Is there a simple way to do this?

May 15
On 5/15/18 4:36 PM, Dennis wrote:
> I have a file with two problems:
> - It's too big to fit in memory (apparently, I thought 1.5 Gb would fit but I get an out of memory error when using std.file.read)
> - It is dirty (contains invalid Unicode characters, null bytes in the middle of lines)
> 
> I want to write a program that splits it up into multiple files, with the splits happening every n lines. I keep encountering roadblocks though:
> 
> - You can't give Yes.useReplacementChar to `byLine` and `byLine` (or `readln`) throws an Exception upon encountering an invalid character.
> - decodeFront doesn't work on inputRanges like `byChunk(4096).joiner`
> - std.algorithm.splitter doesn't work on inputRanges either
> - When you convert chunks to arrays, you have the risk of a split being in the middle of a character with multiple code units
> 
> Is there a simple way to do this?
> 

Using iopipe, you can split on N lines (iopipe doesn't autodecode when searching for newlines), or split on a pre-determined chunk size (and ensure you don't split a code point).

Splitting on N lines:

import iopipe.bufpipe;
import iopipe.textpipe;

auto infile = openDev("filename").bufd.assumeText.byLine;

foreach(i; 0 .. N) infile.extend(0); // ensure N lines in the buffer

Splitting on pre-determined chunk size

auto infile = openDev("filename")
    .bufd!(ubyte, chunkSize) // use chunkSize as minimum read size
    .assumeText // it's text, not ubyte
    .ensureDecodeable; // do not end in the middle of a codepoint

The output isn't as straightforward. Ideally you would want to simply create an output pipe that split into multiple files, and process the whole thing at once. I haven't created such a thing yet though (will add an enhancement request to do so).

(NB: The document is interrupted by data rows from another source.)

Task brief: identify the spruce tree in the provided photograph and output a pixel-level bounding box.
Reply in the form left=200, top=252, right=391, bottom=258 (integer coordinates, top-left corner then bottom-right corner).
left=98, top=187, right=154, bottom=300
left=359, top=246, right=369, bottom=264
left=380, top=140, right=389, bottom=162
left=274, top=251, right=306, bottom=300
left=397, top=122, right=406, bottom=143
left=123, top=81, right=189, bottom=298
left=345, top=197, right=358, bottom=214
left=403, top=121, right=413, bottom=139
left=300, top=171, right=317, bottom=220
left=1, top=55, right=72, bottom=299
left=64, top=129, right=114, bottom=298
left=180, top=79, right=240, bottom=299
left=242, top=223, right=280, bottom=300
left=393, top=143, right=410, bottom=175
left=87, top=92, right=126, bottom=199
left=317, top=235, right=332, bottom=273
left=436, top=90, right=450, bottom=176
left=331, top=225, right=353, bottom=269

Easiest thing to do is to write the entire window of the input pipe into an output pipe, or cast it back to ubyte[] and write directly to an output device.

e.g.:

auto infile = ... // one of the above ideas
   .encodeText; // convert to ubyte

auto outfile = openDev("outputFilename1", "w");
outfile.write(infile.window);
outfile.close;
infile.release(infile.window.length); // flush the input buffer
... // refill the buffer using the chosen technique above.

-Steve
May 15
On Tuesday, May 15, 2018 20:36:21 Dennis via Digitalmars-d-learn wrote:
> I have a file with two problems:
> - It's too big to fit in memory (apparently, I thought 1.5 Gb
> would fit but I get an out of memory error when using
> std.file.read)
> - It is dirty (contains invalid Unicode characters, null bytes in
> the middle of lines)
>
> I want to write a program that splits it up into multiple files, with the splits happening every n lines. I keep encountering roadblocks though:
>
> - You can't give Yes.useReplacementChar to `byLine` and `byLine`
> (or `readln`) throws an Exception upon encountering an invalid
> character.
> - decodeFront doesn't work on inputRanges like
> `byChunk(4096).joiner`
> - std.algorithm.splitter doesn't work on inputRanges either
> - When you convert chunks to arrays, you have the risk of a split
> being in the middle of a character with multiple code units
>
> Is there a simple way to do this?

If you're on a *nix systime, and you're simply looking for a solution to split files and don't necessarily care about writing one, I'd suggest trying the split utility:

https://linux.die.net/man/1/split

If I had to write it in D, I'd probably just use std.mmap and operate on the files as a dynamic array of ubytes, since if what you care about is '\n', that can easily be searched for without needing any decoding, and using mmap avoids having to chunk anything.

- Jonathan M Davis

May 16
On Tuesday, 15 May 2018 at 20:36:21 UTC, Dennis wrote:
> I have a file with two problems:
> - It's too big to fit in memory (apparently, I thought 1.5 Gb would fit but I get an out of memory error when using std.file.read)
> - It is dirty (contains invalid Unicode characters, null bytes in the middle of lines)
>
> I want to write a program that splits it up into multiple files, with the splits happening every n lines. I keep encountering roadblocks though:
>
> - You can't give Yes.useReplacementChar to `byLine` and `byLine` (or `readln`) throws an Exception upon encountering an invalid character.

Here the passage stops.